Immortal Meals 11#: Feasts at Hambledon Hill January 13, 2013Posted by Beachcombing in : Prehistoric , trackback
Another from the Immortal Meal series: this time beef steak on Hambledon Hill in Dorset (UK) c. 5000 years ago as a warm September evening is resolving itself. Hambledon Hill, for those who had not had the pleasure, is an extraordinary Iron Age hill fort on the edge of the upland region of western England. It is not particularly beautiful, it is not scenic. The place has, however, charisma. Let’s leave it at that and move onto the menu.
Long before the Iron Age fort was built Hambledon Hill had been a gathering place for local populations in the transition between hunter-gathering and farming. We know this because three barrows were put on the heights containing the bones of the various communities that lived in the locality in the Neolithic period. Around these were dug a series of pits – ‘causewayed enclosures’ – which contained within them the remains of meals and human skulls (below). So much for the game pieces, how do we put these on the board?
Archaeologists know very little at the best of times, and in the case of Neolithic communities they know very very little. It is only right then to be modest about the interpretations for HH. However, there is a broad consensus that Hambledon Hill was not a Neolithic settlement, but rather, as many sites with causewayed enclosures, an occasional meeting place for clans from the surrounding plain. It was certainly a place where bodies were lain out to be defleshed by the elements and wild beasts and birds: there may even have been a defleshing platform.
Bodies were carefully defleshed before bones were placed in the barrows.
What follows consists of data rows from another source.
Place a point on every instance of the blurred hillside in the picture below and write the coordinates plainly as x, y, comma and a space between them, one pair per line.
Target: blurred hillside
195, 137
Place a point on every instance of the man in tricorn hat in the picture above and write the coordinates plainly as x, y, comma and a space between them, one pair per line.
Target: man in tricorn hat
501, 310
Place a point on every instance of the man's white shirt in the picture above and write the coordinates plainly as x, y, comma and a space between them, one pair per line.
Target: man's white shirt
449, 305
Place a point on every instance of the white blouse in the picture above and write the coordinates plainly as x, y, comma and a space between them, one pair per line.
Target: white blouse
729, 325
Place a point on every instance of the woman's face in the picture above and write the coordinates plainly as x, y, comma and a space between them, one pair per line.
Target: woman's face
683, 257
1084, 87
There have even been mutterings about cannibalism. Certainly, those who came here to feast were violent if violence and cannibalism need be tied together. Of the skulls examined by archaeologists from the site several had potentially fatal head blows near the left temple, the classic ‘clue’ for injuries picked up in hand to hand combat. Interestingly women were as likely to have these wounds as men and women’s bones were treated, apparently, with special care. Along with ‘cannibalism’ there has even been muttering of ‘matriarchy’!
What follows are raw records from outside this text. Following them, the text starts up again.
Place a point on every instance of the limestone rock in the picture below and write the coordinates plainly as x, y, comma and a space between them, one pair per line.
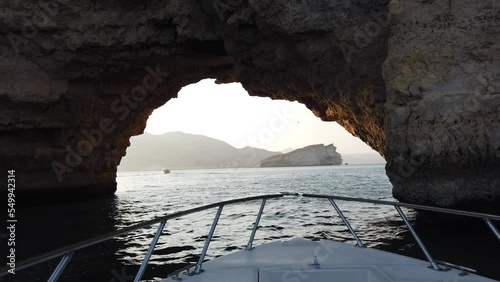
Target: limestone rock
307, 156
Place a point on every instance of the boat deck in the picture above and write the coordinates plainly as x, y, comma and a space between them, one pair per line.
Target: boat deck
300, 260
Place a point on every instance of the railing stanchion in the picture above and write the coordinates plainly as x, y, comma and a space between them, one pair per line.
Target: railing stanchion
434, 264
492, 227
346, 222
150, 251
60, 267
256, 226
197, 270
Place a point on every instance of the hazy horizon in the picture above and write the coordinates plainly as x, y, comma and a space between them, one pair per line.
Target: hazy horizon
226, 112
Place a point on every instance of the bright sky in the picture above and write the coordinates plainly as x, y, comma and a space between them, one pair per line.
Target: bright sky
226, 112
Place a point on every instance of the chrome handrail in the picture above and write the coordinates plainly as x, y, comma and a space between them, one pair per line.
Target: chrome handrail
67, 252
434, 264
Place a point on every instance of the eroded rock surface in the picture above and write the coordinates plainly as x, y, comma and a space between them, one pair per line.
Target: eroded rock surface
418, 82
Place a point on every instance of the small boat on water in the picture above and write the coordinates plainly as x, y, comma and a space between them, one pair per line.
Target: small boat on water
296, 259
The pits near the barrows were dug and filled, dug and filled repeatedly with earth and animal and sometimes human bones. It has been suggested that clans came here to feast and then dug any leftovers into the pits in, to judge by the age of the killed animals, in late summer and early autumn. Would it be too much to imagine a pit per clan: the human skulls found towards the base might have been ancestral figures or an original sacrifice? Fish were not eaten to judge by the isotope readings in human bones: given the amount of fresh water in the area it sounds like this was a we-are-not-like-you taboo.
The animal bones were typically from domesticated cows – this was a community that had begun the Neolithic Revolution – but there were also red deer and other wild beasts. Cow bones were treated like human bones with a certain decorum: were cows part of the family then? In pottery from the site there was also evidence of dairy products: often taken as a marker of advanced agriculture, the so-called secondary products revolution. The pits then were the repository for the food eaten and given the proximity of the funeral barrows perhaps we should imagine the food placed into the pit, repeatedly, for the ancestors to gourge themselves on.
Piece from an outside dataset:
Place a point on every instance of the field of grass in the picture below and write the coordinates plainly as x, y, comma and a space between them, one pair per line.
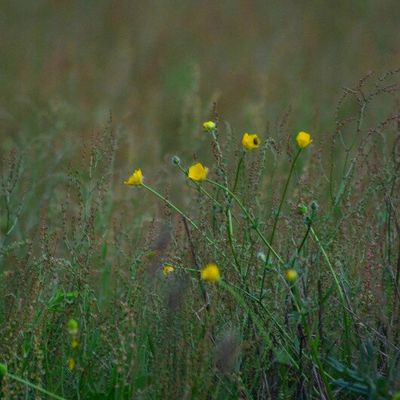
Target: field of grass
145, 255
So why would Beachcombing like to go back and sit around this fire and chew on some calf brain with Neolithic Dorseters? Well, we do not have here the earliest Britons. But they are the earliest with character. The refusal to eat fish, the violent duels, the prominence of women, the elaborate care of the dead, the affection for the cows they ate… These are not just bones in the earth. Finally, we have people.
Beach is always on the look out for immortal meals: drbeachcombing AT yahoo DOT com
22 Jan 2013: Aldous Huxley writes: What you talk about is very similar to the suppositions put down in Stonehenge: Where Atlantis Died by Harry Harrison and Leon Stover.The plot tied together suppositions of Myceneans mining tin in Cornwall in their struggle with Atlantis which sourced its tin from the Black Sea area….but the majority of the action takes place around Stonehenge and the culture there. Harrison and Stover posited that the henges were gathering places for Autumn feasting, politics and burying the dead, and posited a culture around personal combat and herding and dairying. They do state that they used a lot of the particulars from Irish hero tales, but they do support the conclusions on the archeology of the time (1970′s) I recommend it as a fun read. Harrison makes it readable, Stover makes it plausible…well, up to the eruption of Santorini, but even that made a pretty good plot element. Thanks Aldous!